# Testing an Object Detection Model with Doleus

This notebook demonstrates how to use **Doleus** to test an object detection model across different data slices. We use a small subset of the COCO validation dataset (**TinyCocoDataset**, 50 images) and create slices based on:
- Image brightness ("brighter" vs. "darker")
- Metadata ("indoor" vs. "outdoor")

We use the pre-trained **Faster R-CNN (ResNet50-FPN v2)** model from TorchVision.

### Steps in this tutorial:
1. Download the TinyCocoDataset.
2. Create a PyTorch dataset.
3. Slice the dataset based on brightness and metadata.
4. Generate predictions using the model.
5. Evaluate performance on each data slice with Doleus.

In [1]:
import os 
import requests
import zipfile

from torchvision.datasets import CocoDetection

In [2]:
class TinyCocoDataset(CocoDetection):
    """
    A simplified dataset class for Tiny COCO.
    Inherits from torchvision's CocoDetection but only loads bounding boxes.
    """

    @staticmethod
    def download_dataset(dir: str = "tiny_coco", url: str = "https://www.dropbox.com/scl/fo/ea21g39o29gihqqyd239w/ALuoU3X4UigKJuJVySSyXVk?rlkey=jloatvwfq3024l5701m29g2ij&st=7071uuzd&dl=1"):
        """Download the demo dataset from Dropbox, store it in dir, unzip it and return the directory"""
        if os.path.exists(dir):
            return dir
            
        os.makedirs(dir, exist_ok=True)
        
        zip_path = f"{dir}.zip"
        response = requests.get(url)
        
        with open(zip_path, "wb") as f:
            f.write(response.content)
                
        with zipfile.ZipFile(zip_path, 'r') as zip_ref:
            zip_ref.extractall(dir)
            
        os.remove(zip_path)
        return dir
    
    def __init__(
        self, root: str | None = None, split: str = "val", transform=None, target_transform=None
    ) -> None:
        if root is None:
            root = TinyCocoDataset.download_dataset()
        ann_file = os.path.join(root, "annotations", f"instances_{split}2017.json")
        img_folder = os.path.join(root, f"{split}2017")
        super().__init__(
            img_folder, ann_file, transform=transform, target_transform=target_transform
        )

    def __getitem__(self, idx: int):
        img, target = super().__getitem__(idx)

        if target:
            boxes = torch.tensor([ann["bbox"] for ann in target], dtype=torch.float32)
        else:
            boxes = torch.empty((0, 4), dtype=torch.float32)
        boxes = box_convert(boxes, in_fmt="xywh", out_fmt="xyxy")

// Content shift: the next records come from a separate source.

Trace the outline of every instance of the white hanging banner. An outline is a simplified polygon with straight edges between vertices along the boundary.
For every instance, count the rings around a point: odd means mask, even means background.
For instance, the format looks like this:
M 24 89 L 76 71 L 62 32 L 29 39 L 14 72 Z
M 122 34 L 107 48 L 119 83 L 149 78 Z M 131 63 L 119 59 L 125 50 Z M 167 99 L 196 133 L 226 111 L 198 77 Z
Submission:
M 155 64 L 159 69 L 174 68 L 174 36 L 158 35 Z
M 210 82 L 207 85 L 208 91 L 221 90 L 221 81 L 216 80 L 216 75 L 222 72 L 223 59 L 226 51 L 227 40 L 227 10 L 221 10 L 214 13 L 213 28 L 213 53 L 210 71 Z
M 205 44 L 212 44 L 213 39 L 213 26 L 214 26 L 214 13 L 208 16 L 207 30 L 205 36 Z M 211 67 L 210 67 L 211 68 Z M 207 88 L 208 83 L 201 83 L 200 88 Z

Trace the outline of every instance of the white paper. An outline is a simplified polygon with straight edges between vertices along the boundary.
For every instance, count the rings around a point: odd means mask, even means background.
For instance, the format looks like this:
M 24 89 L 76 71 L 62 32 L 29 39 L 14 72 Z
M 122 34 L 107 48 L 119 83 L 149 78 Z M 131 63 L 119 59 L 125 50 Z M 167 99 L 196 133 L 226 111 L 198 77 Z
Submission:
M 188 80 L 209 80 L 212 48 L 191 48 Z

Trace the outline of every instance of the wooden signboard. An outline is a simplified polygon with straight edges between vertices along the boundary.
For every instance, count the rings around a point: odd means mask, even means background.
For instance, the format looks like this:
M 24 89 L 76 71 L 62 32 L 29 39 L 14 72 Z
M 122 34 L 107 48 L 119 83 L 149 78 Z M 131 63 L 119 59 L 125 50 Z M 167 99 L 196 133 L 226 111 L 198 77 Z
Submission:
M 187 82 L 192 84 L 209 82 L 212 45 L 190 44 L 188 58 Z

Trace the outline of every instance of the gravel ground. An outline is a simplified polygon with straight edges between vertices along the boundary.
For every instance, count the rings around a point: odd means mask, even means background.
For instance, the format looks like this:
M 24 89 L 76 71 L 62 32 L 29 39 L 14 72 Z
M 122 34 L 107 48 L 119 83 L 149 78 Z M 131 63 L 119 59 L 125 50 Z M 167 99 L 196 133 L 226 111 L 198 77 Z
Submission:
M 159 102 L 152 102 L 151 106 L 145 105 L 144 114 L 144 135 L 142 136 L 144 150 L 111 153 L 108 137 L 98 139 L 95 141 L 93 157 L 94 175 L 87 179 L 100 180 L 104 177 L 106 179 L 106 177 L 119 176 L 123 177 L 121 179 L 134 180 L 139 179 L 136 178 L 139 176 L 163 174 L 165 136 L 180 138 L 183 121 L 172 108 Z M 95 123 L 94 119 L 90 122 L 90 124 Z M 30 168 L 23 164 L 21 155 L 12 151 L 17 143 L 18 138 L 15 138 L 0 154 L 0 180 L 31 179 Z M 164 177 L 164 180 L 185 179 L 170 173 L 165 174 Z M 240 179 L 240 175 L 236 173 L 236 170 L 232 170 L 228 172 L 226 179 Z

        labels = [ann["category_id"] for ann in target]
        return img, boxes, labels

# Step 2: Load and Prepare the Dataset

We have prepared a subset of the Coco Dataset (https://cocodataset.org/#home) for download. It is 9.1 MB in size and contains 50 images from the COCO validation set, their respective annotations and some additional metadata. 

**Dataset Details:**
- The dataset consists of 50 images from the COCO validation set.
- Each image has corresponding annotations (bounding boxes, labels).
- Additional metadata includes location information (e.g., 'indoor' or 'outdoor').

In [None]:
dataset = TinyCocoDataset() #This will download the dataset and store it in the current working directory as tiny_coco

# Step 3:  Initialize the Model and Preprocess Transform

In [4]:
from torchvision.models.detection import FasterRCNN_ResNet50_FPN_V2_Weights, fasterrcnn_resnet50_fpn_v2

weights = FasterRCNN_ResNet50_FPN_V2_Weights.COCO_V1
model = fasterrcnn_resnet50_fpn_v2(weights=weights)
model.eval()

preprocess = weights.transforms()


# Step 4: Create Predictions for the Dataset
Depending on your computing infrastructure, this can take a couple of minutes for all 50 images.
You can execute the code that processes only a subset to increase the speed.

In [5]:
import torch
from torchvision.ops import box_convert

predictions = []
with torch.no_grad():
    for idx in range(len(dataset)):
        img, gt_boxes, gt_labels = dataset[idx]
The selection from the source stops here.